La reazione di Enrica invece, come si è visto, ha preso la forma di un progetto fotografico dal nome ‘#diabetebastardo’ (che è poi divenuto anche il titolo di un libro edito da Ronzani Editore). “È stata una forma di autoesplorazione – sottolinea Enrica -. La possibilità di fermarmi di fronte a qualcosa che aveva stravolto la mia vita. L’autoritratto mi ha consentito di riconoscere quella me che non vedevo. L’intero progetto è come una camera oscura interiore che dà la possibilità di sviluppare un vissuto, un negativo che coglie la realtà e diventa un’immagine positiva, visibile a noi e condivisibile con gli altri”.

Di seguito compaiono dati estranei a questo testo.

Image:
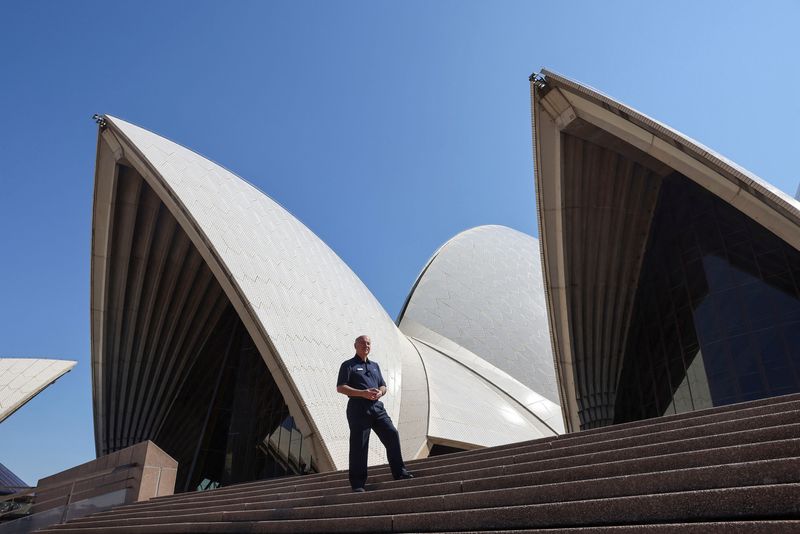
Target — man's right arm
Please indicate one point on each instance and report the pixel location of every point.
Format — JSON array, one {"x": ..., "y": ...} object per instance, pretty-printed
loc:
[{"x": 344, "y": 389}]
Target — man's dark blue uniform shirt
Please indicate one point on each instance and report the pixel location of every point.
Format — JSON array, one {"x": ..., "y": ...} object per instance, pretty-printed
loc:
[{"x": 360, "y": 375}]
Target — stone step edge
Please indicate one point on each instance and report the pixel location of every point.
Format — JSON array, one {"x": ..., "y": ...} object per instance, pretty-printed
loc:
[{"x": 739, "y": 474}]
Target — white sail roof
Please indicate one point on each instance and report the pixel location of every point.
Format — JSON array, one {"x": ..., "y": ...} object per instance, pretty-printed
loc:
[{"x": 21, "y": 379}]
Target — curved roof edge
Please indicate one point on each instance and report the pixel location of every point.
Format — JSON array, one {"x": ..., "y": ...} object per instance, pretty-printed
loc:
[
  {"x": 21, "y": 379},
  {"x": 561, "y": 106},
  {"x": 433, "y": 257},
  {"x": 125, "y": 148},
  {"x": 546, "y": 412},
  {"x": 778, "y": 200}
]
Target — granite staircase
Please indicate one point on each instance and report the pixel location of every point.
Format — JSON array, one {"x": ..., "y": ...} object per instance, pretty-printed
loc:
[{"x": 732, "y": 469}]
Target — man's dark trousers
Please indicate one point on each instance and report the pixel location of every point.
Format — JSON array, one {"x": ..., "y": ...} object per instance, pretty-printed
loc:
[{"x": 363, "y": 416}]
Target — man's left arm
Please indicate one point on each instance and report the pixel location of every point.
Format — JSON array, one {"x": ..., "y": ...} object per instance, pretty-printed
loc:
[{"x": 382, "y": 387}]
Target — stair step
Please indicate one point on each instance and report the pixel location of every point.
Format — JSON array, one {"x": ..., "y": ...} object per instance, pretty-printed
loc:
[
  {"x": 782, "y": 453},
  {"x": 746, "y": 503},
  {"x": 733, "y": 469},
  {"x": 788, "y": 403},
  {"x": 671, "y": 441}
]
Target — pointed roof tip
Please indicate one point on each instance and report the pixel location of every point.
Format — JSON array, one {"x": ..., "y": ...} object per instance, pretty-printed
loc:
[{"x": 100, "y": 119}]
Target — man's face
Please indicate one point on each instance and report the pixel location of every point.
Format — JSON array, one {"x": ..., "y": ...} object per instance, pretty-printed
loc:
[{"x": 363, "y": 345}]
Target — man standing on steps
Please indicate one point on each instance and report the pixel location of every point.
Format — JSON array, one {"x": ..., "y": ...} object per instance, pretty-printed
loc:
[{"x": 360, "y": 379}]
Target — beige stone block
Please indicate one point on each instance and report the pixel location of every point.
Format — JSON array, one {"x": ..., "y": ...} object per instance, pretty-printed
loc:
[
  {"x": 166, "y": 485},
  {"x": 148, "y": 487}
]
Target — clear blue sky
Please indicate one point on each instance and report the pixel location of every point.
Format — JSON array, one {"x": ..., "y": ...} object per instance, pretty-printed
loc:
[{"x": 386, "y": 127}]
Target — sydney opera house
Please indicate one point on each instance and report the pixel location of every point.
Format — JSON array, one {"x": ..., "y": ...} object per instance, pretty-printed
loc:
[{"x": 666, "y": 279}]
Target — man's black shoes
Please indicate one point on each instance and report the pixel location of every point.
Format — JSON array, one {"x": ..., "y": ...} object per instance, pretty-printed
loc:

“Ascoltarsi richiede molto tempo – afferma Martina -. Prima bisogna conoscere tutti gli aspetti della malattia. Per me ci sono voluti diversi anni. A 12 anni di distanza sono in equilibrio, che è un concetto fondamentale nella gestione del diabete”. “Questa patologia – conclude Enrica – mi ha fatto prendere in mano la mia vita, ricavarmi del tempo e dello spazio. Mia complice è stata la bicicletta: la stavo vendendo perché credevo che con il diabete non avrei più fatto nulla con lei. E invece usarla andava a rinforzare il mio messaggio, ossia vivere pienamente la vita nonostante tutto”.